Commandants !
Nous nous intéressions récemment à l'odyssée des usines Renault et leur rôle dans le développement de la doctrine française du char d'assaut. Pour compléter notre premier article, il nous fallait revenir sur un détail très important de cette histoire du blindé à la sauce tricolore : AMX.
Trois lettres
Ceux qui nous lisent régulièrement ou qui se sont un jour intéressés à la blindaille le savent déjà, mais les lettres derrière AMX se cache le nom des Ateliers de construction d'Issy-les-Moulineaux. D'où viennent-ils ? D'une situation plutôt complexe. Comme on vous l'expliquait il y a quelques semaines, entre les deux guerres, l'équilibre des usines Renault était précaire. Bloqué entre un retour à l'économie de paix et les exigences de l'armée française quant à un successeur à l'emblématique char FT, Louis Renault hésite.
Mais l'hésitation est coupée courte par le gouvernement du Front populaire de Léon Blum dès 1936. Craignant un nouveau conflit armé entre la France et l'Allemagne, le gouvernement ordonne la nationalisation des usines Renault situées à Issy-les-Moulineaux, qui se spécialisent dans la foulée dans le développement de blindés. D'abord installés Quai Stalingrad, les ateliers seront au fil du temps déménagés sur le plateau de Satory, chef-lieu des Yvelines.
Ci-contre : production de l'AMX 35 à Issy, avant la nationalisation.
Premier héritier
Établis par la force, les Ateliers d'Issy-les-Moulineaux, ironiquement, ne seront utiles à l'armée française qu'après la Seconde Guerre mondiale. Certes, AMX aura vu passer les chars utilisés pendant le second conflit mondial, mais ses premiers travaux en nom propre remontent à 1949, lorsque les ingénieux d'Issy commencent à se pencher sur deux problématiques nationales. La construction d'un char principal de combat, ou Main Battle Tank, et celle d'un véhicule blindé de reconnaissance.

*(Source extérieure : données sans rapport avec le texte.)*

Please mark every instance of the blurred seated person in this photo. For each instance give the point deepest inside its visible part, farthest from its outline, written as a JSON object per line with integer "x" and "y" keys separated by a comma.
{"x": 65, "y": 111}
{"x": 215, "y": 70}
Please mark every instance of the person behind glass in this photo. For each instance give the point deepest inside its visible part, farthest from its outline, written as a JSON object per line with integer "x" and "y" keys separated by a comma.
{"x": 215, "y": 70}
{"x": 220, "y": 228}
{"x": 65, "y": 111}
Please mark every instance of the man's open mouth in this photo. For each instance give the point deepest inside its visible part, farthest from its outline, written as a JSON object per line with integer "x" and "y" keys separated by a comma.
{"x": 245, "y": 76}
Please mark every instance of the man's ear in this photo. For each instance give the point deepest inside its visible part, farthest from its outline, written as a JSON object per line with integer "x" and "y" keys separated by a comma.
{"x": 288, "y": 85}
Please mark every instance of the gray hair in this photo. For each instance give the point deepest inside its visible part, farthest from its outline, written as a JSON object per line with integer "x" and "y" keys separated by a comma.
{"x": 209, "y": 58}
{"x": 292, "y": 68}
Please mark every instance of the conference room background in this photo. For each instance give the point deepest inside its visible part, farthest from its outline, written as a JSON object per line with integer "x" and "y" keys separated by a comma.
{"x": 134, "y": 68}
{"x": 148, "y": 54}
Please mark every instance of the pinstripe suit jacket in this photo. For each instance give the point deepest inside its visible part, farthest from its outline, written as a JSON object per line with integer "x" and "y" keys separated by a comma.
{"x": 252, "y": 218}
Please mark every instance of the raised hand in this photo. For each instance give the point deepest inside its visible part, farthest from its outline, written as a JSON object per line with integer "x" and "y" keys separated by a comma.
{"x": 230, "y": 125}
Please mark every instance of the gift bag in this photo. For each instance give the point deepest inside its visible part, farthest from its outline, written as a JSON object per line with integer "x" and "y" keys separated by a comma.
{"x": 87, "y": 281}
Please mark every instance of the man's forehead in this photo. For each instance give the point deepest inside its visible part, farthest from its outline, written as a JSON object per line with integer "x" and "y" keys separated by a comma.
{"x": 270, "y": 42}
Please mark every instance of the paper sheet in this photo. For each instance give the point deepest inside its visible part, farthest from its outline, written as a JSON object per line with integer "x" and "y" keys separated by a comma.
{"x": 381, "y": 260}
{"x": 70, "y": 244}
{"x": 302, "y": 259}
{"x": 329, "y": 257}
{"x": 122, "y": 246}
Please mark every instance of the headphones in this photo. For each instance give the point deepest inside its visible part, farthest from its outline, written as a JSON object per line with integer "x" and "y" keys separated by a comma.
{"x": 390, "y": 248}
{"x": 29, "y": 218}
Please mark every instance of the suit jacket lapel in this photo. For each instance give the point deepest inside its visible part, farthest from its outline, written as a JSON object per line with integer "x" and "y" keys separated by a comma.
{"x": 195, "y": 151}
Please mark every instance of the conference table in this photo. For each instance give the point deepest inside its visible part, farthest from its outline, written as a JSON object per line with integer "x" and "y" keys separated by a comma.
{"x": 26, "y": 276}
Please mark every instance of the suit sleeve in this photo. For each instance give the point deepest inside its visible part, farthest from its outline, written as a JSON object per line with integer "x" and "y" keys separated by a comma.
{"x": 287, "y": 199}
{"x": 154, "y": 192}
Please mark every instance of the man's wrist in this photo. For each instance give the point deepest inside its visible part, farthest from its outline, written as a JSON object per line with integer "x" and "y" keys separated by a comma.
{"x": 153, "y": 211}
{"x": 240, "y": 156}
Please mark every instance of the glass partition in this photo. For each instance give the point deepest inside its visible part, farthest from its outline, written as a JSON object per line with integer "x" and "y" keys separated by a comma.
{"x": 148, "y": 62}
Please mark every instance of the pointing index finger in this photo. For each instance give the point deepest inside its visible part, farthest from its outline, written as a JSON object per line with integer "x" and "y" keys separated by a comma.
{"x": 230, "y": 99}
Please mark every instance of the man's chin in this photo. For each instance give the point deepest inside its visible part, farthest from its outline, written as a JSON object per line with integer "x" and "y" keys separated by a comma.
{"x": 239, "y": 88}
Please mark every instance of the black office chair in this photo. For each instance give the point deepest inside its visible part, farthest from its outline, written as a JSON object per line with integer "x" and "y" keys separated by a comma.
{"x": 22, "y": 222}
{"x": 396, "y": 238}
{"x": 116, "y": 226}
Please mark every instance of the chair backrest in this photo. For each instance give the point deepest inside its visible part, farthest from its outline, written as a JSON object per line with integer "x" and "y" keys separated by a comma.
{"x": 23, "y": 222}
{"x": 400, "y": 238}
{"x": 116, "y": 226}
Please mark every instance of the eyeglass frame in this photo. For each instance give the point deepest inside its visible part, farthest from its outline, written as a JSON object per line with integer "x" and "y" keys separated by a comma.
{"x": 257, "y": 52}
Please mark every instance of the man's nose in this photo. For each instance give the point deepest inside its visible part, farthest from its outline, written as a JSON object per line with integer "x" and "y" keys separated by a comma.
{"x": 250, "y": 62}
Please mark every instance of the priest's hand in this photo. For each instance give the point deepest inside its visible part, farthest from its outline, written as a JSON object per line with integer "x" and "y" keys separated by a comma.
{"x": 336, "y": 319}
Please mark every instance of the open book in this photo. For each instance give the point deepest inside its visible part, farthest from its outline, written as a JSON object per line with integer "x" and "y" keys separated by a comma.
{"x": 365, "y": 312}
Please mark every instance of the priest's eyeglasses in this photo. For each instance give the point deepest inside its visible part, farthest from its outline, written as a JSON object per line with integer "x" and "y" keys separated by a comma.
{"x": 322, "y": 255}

Un AMX 13 israélien au musée de Yad La-Shiryon
L'AMX 13 répond bien évidemment à la deuxième, et se veut conforme aux exigences de l'état-major, recherchant un véhicule mobile, relativement autonome, suffisament léger pour être transportable par les airs, mais tout de même capable de déployer une forte puissance de feu. Et si l'aérotransportabilité est vie abandonnée, les travaux d'AMX séduisent et mèneront au développement de nombreuses variantes, en partie financées par les États-Unis. La plupart porteront un canon de 75 mm qui évoque celui des Panthers allemands, mais qui est cette fois renforcé par deux barillets rotatifs de six obus. Une puissance de feu décuplée qui sera d'ailleurs utilisée pendant la guerre d'Algérie avec l'entrée dans le conflit de plus de 110 engins.
Nouveaux projets
Le succès écrasant de l'AMX 13, qui était encore en service dans les années 1990, fait oublier à AMX l'échec de plusieurs prototypes, comme l'AMX 38 et 40, qui au sortir de la seconde guerre mondiale, devaient succéder au D2 et au Somua S-35. Mais les ateliers ne volent pas de succès en succès pour autant. Il faut dire que partout, la doctrine du blindé est en pleine évolution, et que le développement d'un Main Battle Tank n'est pas une mince affaire.
Un prototype de l'AMX 30
Lorsque l'AMX 30 arrive sur la table de dessin, la pression est donc énorme. Seule la conception du véhicule sera d'ailleurs réalisée à Issy, la nature du projet poussant les ingénieurs à délocaliser la production du côté de Roanne, dans la Loire. Le véhicule en lui-même mériterait son propre article, mais retenez qu'il est né de l'échec de nombreux prototype concurrents et d'une tentative de collaboration européenne. Après des années d'un développement complexe, l'AMX 30 arrive enfin en production dans les années 1970, et deviendra l'un des châssis les plus populaire de l'histoire du blindé à la française.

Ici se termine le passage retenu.